1. ## probability??

I took a test at the begining of the school year, and my overall math score is 90%. I was recently looking at my grade book and I found out that I am struggling in a few areas. Can anyone show me how to complete these problems? You don't have to tell me the answers, I just want to learn how to complete them before next school year^_^

1.) What is the experimental probability that exactly 3 children in a family of 4 children will be boys? Assume that P(boy) = P(girl).

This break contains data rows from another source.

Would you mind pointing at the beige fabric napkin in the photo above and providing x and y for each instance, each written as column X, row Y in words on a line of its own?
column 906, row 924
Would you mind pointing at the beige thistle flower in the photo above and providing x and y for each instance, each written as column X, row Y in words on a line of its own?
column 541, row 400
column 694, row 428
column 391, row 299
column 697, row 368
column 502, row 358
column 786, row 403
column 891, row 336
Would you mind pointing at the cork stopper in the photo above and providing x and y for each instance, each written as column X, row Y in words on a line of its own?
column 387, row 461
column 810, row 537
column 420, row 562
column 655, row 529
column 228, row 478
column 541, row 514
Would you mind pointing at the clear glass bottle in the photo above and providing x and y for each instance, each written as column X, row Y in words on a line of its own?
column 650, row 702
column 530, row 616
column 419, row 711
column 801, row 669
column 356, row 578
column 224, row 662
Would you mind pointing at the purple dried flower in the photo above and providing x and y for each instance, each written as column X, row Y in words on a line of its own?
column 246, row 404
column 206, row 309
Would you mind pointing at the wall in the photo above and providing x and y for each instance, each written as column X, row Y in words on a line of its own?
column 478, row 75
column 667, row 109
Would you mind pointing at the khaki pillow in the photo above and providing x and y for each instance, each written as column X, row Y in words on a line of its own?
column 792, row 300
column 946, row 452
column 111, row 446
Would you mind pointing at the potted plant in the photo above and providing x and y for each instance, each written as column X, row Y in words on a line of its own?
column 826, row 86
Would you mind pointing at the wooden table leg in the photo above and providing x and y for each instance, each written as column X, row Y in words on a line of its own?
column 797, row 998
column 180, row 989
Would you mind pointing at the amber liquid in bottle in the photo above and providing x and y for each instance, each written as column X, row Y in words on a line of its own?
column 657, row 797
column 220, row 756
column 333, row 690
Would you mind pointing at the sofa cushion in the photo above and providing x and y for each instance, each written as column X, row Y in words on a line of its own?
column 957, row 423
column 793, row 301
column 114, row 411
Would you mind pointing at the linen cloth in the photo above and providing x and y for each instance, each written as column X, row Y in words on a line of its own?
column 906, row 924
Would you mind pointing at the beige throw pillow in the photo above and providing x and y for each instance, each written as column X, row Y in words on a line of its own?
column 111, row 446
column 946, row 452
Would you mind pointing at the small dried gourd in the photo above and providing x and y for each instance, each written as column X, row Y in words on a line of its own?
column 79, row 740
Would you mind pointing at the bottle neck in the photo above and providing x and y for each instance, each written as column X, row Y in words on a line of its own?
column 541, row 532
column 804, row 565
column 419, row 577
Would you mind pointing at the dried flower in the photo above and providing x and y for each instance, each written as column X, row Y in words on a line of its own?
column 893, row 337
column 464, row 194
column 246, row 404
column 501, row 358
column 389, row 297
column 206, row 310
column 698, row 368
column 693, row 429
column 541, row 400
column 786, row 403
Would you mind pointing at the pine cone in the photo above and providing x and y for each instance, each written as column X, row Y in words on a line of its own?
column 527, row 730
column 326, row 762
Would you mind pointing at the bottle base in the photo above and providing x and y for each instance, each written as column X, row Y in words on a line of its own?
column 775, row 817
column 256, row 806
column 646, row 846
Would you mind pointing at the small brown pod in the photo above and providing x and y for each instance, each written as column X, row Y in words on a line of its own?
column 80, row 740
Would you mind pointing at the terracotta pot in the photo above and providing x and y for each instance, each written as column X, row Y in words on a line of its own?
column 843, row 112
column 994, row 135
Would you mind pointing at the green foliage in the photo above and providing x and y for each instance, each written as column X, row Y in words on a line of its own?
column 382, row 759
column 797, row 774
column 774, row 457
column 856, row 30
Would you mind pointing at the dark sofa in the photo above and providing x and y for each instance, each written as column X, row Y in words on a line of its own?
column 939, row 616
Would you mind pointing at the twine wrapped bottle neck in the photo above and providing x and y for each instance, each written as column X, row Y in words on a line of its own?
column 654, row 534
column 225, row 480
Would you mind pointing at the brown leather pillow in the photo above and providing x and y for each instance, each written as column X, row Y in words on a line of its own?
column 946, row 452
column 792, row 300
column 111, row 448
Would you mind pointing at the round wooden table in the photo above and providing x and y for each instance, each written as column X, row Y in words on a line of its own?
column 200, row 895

2.) The results of a coin toss are shown. What is P(heads)?
HTHHHTHTTHHTHTT
THHTHTTHHHHTHTT

3.) A drawer contains 4 red socks, 3 white socks, and 3 blue socks. Without looking, you select a sock at random, replace it, and select a second sock at random. What is the probability that the first sock is blue and the second sock is red?

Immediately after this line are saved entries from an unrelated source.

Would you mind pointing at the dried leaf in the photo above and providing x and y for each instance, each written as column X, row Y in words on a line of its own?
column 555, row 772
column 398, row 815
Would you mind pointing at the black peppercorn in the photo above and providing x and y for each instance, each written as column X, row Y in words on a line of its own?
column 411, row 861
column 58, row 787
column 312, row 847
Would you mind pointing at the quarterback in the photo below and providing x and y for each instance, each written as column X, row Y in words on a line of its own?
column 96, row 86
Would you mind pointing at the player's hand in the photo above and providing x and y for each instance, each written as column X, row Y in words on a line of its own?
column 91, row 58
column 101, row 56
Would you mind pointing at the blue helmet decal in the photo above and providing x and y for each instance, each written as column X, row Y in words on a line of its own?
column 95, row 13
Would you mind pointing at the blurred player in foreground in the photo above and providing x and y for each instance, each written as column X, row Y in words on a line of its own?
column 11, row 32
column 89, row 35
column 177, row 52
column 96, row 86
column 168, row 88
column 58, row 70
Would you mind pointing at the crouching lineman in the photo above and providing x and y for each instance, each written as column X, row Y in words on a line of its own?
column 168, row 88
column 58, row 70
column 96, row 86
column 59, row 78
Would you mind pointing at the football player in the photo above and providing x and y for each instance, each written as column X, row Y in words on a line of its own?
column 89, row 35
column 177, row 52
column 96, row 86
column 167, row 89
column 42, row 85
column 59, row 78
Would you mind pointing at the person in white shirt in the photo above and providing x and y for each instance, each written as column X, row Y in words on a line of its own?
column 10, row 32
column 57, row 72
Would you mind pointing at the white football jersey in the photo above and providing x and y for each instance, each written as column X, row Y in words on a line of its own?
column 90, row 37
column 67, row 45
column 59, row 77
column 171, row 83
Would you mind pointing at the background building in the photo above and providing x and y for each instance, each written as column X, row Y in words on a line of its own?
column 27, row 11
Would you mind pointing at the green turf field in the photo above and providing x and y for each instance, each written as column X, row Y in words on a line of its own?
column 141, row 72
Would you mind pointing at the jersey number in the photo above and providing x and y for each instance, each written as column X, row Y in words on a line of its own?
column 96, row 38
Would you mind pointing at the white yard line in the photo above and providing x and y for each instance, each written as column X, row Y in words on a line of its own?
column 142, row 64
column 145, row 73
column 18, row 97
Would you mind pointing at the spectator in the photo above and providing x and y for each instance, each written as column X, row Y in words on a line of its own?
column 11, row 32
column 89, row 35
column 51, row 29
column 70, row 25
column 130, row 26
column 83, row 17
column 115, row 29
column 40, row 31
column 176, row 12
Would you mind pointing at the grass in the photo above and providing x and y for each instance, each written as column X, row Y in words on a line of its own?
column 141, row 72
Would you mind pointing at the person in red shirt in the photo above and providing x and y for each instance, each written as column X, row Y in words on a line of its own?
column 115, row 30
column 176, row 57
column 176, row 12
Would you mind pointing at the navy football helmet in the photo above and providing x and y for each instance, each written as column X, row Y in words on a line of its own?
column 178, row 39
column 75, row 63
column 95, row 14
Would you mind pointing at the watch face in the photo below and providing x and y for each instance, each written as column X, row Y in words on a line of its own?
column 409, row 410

4.) A lunch menu consists of 5 different sandwiches, 2 different soups, and 5 different drinks. How many choices are there for ordering a sandwich, a bowl of soup, and a drink?

5.) The Burger Diner offers burgers with or without any or all of the following: catsup, lettuce, and mayonnaise. How many different burgers can you order?

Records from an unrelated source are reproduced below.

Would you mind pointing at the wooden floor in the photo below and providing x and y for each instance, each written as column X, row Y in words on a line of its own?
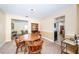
column 48, row 48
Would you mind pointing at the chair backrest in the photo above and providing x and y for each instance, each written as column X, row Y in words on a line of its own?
column 35, row 47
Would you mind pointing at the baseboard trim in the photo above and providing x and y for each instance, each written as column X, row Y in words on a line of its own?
column 48, row 39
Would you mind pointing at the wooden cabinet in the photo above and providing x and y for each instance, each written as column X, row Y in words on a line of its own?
column 71, row 47
column 34, row 27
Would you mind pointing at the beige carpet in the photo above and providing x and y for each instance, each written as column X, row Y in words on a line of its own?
column 48, row 48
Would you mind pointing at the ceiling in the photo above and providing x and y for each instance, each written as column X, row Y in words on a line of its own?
column 35, row 11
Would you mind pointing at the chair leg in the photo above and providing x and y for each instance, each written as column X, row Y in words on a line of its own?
column 25, row 50
column 17, row 50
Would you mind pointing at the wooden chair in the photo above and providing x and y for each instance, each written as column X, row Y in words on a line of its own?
column 19, row 44
column 35, row 47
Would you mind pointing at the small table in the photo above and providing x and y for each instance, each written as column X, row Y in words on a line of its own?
column 68, row 48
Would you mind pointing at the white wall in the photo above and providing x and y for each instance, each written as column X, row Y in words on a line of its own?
column 2, row 28
column 70, row 13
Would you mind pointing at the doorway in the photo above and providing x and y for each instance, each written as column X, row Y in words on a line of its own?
column 59, row 29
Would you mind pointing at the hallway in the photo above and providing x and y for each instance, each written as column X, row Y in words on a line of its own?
column 48, row 48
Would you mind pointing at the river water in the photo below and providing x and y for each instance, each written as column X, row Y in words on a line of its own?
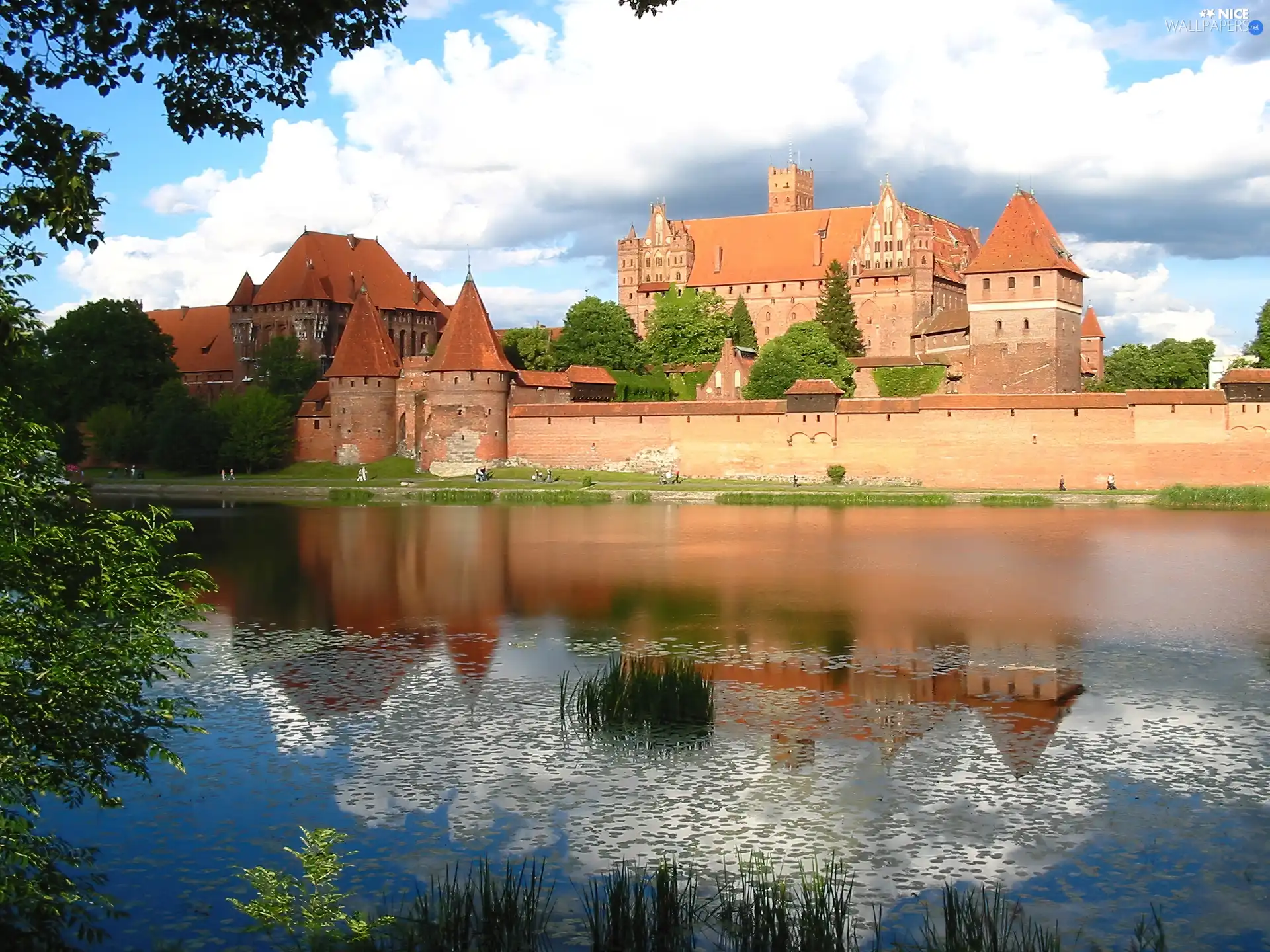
column 1072, row 702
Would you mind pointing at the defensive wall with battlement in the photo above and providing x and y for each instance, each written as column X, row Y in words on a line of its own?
column 1147, row 440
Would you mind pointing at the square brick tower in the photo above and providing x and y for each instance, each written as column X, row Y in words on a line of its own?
column 469, row 379
column 364, row 379
column 1025, row 298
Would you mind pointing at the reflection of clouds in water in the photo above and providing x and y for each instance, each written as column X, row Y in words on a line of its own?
column 945, row 805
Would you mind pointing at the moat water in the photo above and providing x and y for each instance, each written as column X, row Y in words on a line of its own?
column 901, row 688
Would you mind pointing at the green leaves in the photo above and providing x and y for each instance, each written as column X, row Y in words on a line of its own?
column 308, row 910
column 804, row 352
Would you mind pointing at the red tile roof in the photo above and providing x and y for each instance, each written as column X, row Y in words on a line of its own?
column 774, row 247
column 578, row 374
column 333, row 267
column 202, row 337
column 1248, row 375
column 542, row 379
column 1090, row 327
column 813, row 386
column 244, row 294
column 1024, row 240
column 469, row 342
column 365, row 348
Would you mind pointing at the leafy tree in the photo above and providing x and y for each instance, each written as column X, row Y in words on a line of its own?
column 259, row 429
column 93, row 601
column 804, row 352
column 743, row 325
column 1167, row 365
column 102, row 353
column 118, row 433
column 1260, row 346
column 186, row 433
column 601, row 334
column 836, row 313
column 687, row 327
column 284, row 371
column 529, row 348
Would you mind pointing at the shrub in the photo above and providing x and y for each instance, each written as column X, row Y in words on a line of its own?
column 908, row 381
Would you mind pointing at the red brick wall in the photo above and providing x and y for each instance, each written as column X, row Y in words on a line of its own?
column 365, row 418
column 944, row 441
column 464, row 420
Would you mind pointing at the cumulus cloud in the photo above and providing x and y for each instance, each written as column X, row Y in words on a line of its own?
column 554, row 146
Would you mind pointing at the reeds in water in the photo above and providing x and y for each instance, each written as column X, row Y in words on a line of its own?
column 640, row 909
column 642, row 696
column 554, row 496
column 1016, row 500
column 484, row 912
column 1231, row 498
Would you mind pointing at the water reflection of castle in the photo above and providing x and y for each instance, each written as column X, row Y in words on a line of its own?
column 781, row 598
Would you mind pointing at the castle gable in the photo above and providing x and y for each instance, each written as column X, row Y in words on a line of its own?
column 1024, row 240
column 469, row 342
column 333, row 267
column 365, row 349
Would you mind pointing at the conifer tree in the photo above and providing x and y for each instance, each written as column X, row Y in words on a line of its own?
column 743, row 325
column 836, row 313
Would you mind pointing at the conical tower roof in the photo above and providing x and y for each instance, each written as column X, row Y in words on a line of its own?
column 1090, row 327
column 1024, row 240
column 365, row 348
column 469, row 342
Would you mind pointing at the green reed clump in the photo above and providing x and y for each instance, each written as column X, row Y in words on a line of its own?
column 1232, row 498
column 643, row 909
column 462, row 496
column 760, row 910
column 1016, row 500
column 484, row 912
column 351, row 496
column 640, row 694
column 833, row 499
column 553, row 496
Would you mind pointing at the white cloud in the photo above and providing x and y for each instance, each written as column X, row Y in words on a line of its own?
column 190, row 196
column 556, row 139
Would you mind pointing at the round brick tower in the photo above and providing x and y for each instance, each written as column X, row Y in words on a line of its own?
column 364, row 380
column 469, row 379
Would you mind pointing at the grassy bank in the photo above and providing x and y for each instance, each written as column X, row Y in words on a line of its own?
column 836, row 499
column 1016, row 500
column 1230, row 498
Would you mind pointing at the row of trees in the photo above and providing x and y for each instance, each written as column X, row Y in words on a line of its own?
column 689, row 327
column 107, row 370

These aren't the exact questions on the test, I tried to make them as close as possible. This is were I am struggling. Permutations, combinations, and probability. :*(

1.) What is the experimental probability that exactly 3 children in a family of 4 children will be boys? Assume that P(boy) = P(girl).
We assume P(b)=P(g)=0.5.

Then the number of boys in a family of $\displaystyle 4$ is a random variable with a binomial distribution with $\displaystyle p=0.5$ and $\displaystyle N=4$.

So:

$\displaystyle P(3\text{\ boys})=b(3;4,0.5)= {4 \choose 3} 0.5^3 0.5=4\times 0.5^4=\frac{1}{4}$

Alternatively consider all the families with $\displaystyle 4$ children of whom $\displaystyle 3$ are boys in birth order:

bbbg
bbgb
bgbb
gbbb

These are all equally likely, as are all families, so there are $\displaystyle 4$ families with $\displaystyle 3$ boys out of a total of $\displaystyle 2^4$ possible families, so teh required probability is:

$\displaystyle P(3 \text{\ boys})=\frac{4}{2^4}=\frac{1}{4}$